Jammu (taz/afp/ips) - Vor einer militärischen Einmischung in den Konflikt im nordindischen Bundesland Jammu-Kaschmir hat der neue indische Ministerpräsident V.P. Singh am Dienstag Pakistan gewarnt. Wie so oft reagierte Neu-Delhi auf die Gewalt der Sezessionsbewegungen mit dem Fingerzeig nach Pakistan. Im Falle einer Intervention müsse Pakistan einen „sehr hohen Preis“ zahlen.

Zuvor hatten moslemische Separatisten auf kaltblütige Weise drei Geiseln erschossen, die sie am Freitag entführt hatten. Die Leichen des Vizekanzlers der Universität von Kaschmir, Mashmir Ul-Haq, und seines Assistenten Abdul Gani wurden in einem Stadtviertel von Srinagar erschossen aufgefunden. Die von Kugeln durchsiebte Leiche des Managers H.L. Khera war wenige Stunden zuvor in Kaschmirs Winterhauptstadt Jammu entdeckt worden.

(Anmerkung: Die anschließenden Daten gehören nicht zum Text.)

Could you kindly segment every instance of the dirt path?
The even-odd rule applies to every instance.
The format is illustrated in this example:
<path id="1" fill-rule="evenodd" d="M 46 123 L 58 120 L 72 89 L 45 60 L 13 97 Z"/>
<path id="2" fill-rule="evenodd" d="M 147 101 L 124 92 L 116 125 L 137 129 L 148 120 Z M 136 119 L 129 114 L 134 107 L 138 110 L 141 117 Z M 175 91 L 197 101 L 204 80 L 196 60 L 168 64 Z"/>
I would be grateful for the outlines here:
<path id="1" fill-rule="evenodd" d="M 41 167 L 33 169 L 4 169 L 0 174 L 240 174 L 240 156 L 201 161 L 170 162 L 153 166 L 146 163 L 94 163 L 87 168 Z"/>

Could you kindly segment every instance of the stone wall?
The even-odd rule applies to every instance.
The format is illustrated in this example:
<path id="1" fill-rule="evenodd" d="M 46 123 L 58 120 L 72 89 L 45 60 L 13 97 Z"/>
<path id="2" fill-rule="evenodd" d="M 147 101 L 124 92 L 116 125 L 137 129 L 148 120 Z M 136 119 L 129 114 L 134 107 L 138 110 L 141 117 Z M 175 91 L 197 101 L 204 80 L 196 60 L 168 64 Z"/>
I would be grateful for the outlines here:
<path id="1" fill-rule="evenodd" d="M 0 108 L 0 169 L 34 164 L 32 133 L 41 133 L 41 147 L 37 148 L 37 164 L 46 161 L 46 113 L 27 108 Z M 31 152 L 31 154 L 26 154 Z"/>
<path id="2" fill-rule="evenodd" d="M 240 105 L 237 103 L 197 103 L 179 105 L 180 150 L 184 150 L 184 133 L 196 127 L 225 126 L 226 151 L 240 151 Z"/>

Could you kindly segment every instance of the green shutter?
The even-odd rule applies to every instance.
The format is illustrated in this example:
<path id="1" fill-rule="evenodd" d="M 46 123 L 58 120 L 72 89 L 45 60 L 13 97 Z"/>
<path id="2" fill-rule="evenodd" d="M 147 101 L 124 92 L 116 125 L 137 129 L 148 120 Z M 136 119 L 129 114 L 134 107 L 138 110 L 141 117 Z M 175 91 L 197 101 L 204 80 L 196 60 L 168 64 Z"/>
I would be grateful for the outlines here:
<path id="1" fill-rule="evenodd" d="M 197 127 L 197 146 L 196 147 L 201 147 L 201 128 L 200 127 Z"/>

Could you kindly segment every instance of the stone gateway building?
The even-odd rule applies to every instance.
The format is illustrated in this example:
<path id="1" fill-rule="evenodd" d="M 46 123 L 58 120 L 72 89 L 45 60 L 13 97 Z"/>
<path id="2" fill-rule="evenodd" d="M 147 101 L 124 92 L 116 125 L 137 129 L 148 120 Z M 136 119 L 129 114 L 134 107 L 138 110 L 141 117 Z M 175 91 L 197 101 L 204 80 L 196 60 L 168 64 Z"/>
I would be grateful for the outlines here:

Zu der Entführung hatte sich die Jugendorganisation der Befreiungsfront Jammus und Kaschmirs (JKLF) bekannt. Sie hatte die Freilassung eines inhaftierten Genossen verlangt, was von der Regierung jedoch trotz verzweifelter Appelle der Verwandten der Entführten strikt abgelehnt worden war.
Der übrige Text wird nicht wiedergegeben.